La période brejnévienne le renvoie dans l’enseignement supérieur et la recherche : doktor ès sciences philosophiques en 1965, il devient professeur (1967) puis membre correspondant de l’AN kazakh (1970) – alors qu’il avait déjà occupé les fonctions d’académicien-secrétaire du Présidium de la même académie, de 1965 à 1967. De 1967 à 1976, il dirige l’Institut pédagogique d’Alma Ata, avant de finir sa carrière comme chef de la chaire de philosophie à l’Institut des ingénieurs du transport ferroviaire de la même ville, de 1976 à 1990. Il a publié plusieurs ouvrages et brochures sur les problèmes des rapports entre les nationalités en URSS, le développement de la culture kazakh et la psychologie sociale.
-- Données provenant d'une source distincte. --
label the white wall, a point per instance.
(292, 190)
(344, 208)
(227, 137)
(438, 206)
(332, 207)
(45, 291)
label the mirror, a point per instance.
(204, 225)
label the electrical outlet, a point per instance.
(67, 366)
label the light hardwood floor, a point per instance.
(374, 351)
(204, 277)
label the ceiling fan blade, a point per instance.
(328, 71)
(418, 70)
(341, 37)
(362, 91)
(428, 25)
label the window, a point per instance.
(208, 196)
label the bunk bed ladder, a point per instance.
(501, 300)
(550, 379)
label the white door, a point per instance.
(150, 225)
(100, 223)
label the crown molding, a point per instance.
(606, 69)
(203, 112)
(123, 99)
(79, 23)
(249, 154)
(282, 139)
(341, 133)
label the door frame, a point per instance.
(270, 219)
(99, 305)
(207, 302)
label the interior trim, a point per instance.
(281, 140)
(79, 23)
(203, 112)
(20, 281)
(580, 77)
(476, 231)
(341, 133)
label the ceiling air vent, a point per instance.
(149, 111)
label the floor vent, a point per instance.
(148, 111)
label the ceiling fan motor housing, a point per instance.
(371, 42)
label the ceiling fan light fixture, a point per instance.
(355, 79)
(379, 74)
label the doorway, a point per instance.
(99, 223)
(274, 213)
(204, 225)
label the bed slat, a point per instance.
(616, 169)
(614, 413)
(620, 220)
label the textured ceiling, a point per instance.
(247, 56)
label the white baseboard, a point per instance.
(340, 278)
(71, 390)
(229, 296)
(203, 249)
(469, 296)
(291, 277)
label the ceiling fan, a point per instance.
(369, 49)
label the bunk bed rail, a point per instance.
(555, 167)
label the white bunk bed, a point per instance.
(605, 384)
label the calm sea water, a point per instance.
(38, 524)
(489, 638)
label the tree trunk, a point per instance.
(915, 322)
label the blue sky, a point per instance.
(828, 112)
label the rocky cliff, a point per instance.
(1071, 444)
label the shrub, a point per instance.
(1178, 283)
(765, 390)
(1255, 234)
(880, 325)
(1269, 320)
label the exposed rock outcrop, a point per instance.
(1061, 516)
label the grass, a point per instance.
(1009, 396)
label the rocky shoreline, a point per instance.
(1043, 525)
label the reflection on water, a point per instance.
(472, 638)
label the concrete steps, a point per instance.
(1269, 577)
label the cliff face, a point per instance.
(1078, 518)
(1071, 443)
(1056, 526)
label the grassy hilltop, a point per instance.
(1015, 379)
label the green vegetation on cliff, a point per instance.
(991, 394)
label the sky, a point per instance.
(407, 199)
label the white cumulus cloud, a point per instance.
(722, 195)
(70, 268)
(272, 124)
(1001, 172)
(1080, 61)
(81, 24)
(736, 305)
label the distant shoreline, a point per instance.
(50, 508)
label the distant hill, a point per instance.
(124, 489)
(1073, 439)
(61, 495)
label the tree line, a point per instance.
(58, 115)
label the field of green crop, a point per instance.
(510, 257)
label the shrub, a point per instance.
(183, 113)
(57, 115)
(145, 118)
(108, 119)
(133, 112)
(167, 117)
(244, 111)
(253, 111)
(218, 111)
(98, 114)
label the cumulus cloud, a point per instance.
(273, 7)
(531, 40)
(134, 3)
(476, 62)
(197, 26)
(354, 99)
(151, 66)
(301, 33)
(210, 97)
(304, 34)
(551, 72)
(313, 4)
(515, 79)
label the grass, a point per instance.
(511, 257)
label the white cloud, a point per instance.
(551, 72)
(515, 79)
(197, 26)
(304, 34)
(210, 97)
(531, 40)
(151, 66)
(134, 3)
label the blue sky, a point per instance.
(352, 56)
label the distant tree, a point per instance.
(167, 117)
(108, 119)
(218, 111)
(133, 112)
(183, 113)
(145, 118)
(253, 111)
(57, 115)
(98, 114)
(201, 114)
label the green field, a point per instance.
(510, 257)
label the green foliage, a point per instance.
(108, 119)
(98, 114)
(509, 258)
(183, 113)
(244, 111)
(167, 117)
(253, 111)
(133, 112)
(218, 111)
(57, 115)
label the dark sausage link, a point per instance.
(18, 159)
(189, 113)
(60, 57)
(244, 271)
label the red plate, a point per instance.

EFIMOV Aleksej Vladimirovič (1896-1971)

Né à Bakou, dans une famille noble, il étudie au lycée à Tbilissi, puis au Département de mécanique de l’Institut technologique de Petrograd (de 1913 à 1916) ; la guerre, puis la révolution interrompent ces études, qu’il reprend à l’université de Moscou en 1919, cette fois en histoire. A la sortie, il enseigne à la rabfak de MGU, de 1922 à 1927. Cette carte de visite – ainsi qu’une année de travail comme technicien – lui permet de continuer, malgré ses origines sociales, dans la recherche : il soutient même sa thèse de kandidat, en 1930, à l’Institut d’histoire de l’Association russe des instituts de recherche en sciences sociales (RANION), qui s’est substituée en 1924 à l’Académie des sciences, jugée défaillante du point de vue idéologique42. Il est alors envoyé comme docent à l’université du Caucase Nord, puis directeur du Département d’histoire et d’économie (à Rostov-sur-le-Don, de 1930 à 1932), et enfin collaborateur scientifique au Département moscovite de l’Académie de la culture matérielle. Il entre alors, en 1933, au Département d’histoire de l’Académie communiste de l’AN SSSR, dont il est chef du secteur d’histoire moderne de 1939 à 1941, après avoir reçu le grade de doktor, et avoir été élu membre correspondant. Il reprend ensuite une carrière universitaire, comme docent à MGU en 1943-1944, puis professeur et chef de la chaire d’histoire moderne à l’université de Molotov (Perm) de 1945 à 1947. Entre temps, il est intégré comme collaborateur scientifique dans l’Institut des méthodes de l’APN RSFSR. Revenu à Moscou, il est élu membre correspondant de cette académie en 1947 ; il travaille au Département de la didactique et des méthodes individuelles (chastnye). Il est l’auteur de manuels d’histoire pour le secondaire (1934, plusieurs fois réédité), pour le supérieur (1939), et de programmes ainsi que de recueils de textes pour les enseignants du secondaire et du supérieur. Ses travaux portant sur l’histoire des Etats-Unis et des explorateurs russes en Amérique, il se voit confier la direction du secteur des peuples d’Amérique à l’Institut d’ethnographie de l’AN SSSR en 1956.

En 1958, il fait partie des nouvelles personnalités ayant leur notice biographique dans le dernier tome de la Grande encyclopédie soviétique43. Cette année-là, il publie un ouvrage d’épistémologie : Quelques questions de méthode de l’histoire comme science, mais rien sur la réforme de l’enseignement. Il participe néanmoins à l’Assemblée générale de l’APN où sont discutées les Thèses, critiquant l’idée d’écoles spéciales pour les « enfants doués », et soutenant l’idée de « différenciation » dans les études secondaires.